In 2023, we emailed surveys to 5684 endocrinologists, and 299 (5%) responded. Criteria for insulin pump use varied across providers: carbohydrate counting (55%), a minimum number of daily glucose checks (51%), a minimum number of clinic visits (48%), continuous glucose monitor use (42%), a minimum duration after diagnosis (20%), and a specific A1c (8%). While 94% reported being aware of diabetes care guidelines, 52% almost never referenced guidelines when determining insulin pump candidacy.
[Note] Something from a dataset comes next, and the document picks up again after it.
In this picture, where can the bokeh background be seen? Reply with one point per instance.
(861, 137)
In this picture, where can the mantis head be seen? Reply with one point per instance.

The majority reported relying on their own judgment about insulin pump candidacy when it conflicted with clinical guidelines. Selective prescribers were more likely to report using guidelines sometimes or more (vs not often/never), have a low proportion of diabetes in their clinical case mix, and see patients primarily with public insurance.

CONCLUSION

Less than half of endocrinologists referenced national guidelines for pump candidacy, with many relying on nonevidence-based criteria. These findings demonstrate an important disconnect between guideline recommendations and clinical practice that may lead to underutilization of insulin pumps, which can enhance diabetes care and outcomes. Additional work is needed to better align clinical practice with current recommendations.

摘要

目的

我们评估了影响胰岛素泵使用推荐的医疗服务提供者的观点和做法。

方法

我们对美国成年内分泌科医生进行了调查,并使用描述性统计方法来评估指南依从性和胰岛素泵候选标准。根据对临床指南以外标准的依赖程度,将医疗服务提供者分为宽松处方者或选择性处方者。调整后的逻辑回归分析确定了与选择性处方相关的因素。

结果

2023年,我们向5684名内分泌科医生发送了电子邮件调查问卷,299人(5%)回复。胰岛素泵使用标准在不同医疗服务提供者之间存在差异:碳水化合物计数(55%)、每日最低血糖检测次数(51%)、最低门诊就诊次数(48%)、持续葡萄糖监测使用情况(42%)、诊断后最短时长(20%)以及特定糖化血红蛋白水平(8%)。虽然94%的人表示了解糖尿病护理指南,但52%的人在确定胰岛素泵候选资格时几乎从不参考指南。大多数人报告称,当与临床指南冲突时,他们依靠自己对胰岛素泵候选资格的判断。选择性处方者更有可能报告有时或更多地使用指南(与不常/从不使用相比),其临床病例组合中糖尿病患者比例较低,且主要诊治有公共保险的患者。

结论

不到一半的内分泌科医生参考胰岛素泵候选资格的国家指南,许多人依赖非循证标准。这些发现表明指南推荐与临床实践之间存在重要脱节,这可能导致胰岛素泵使用不足,而胰岛素泵可改善糖尿病护理和治疗效果。需要开展更多工作,使临床实践更好地与当前推荐保持一致。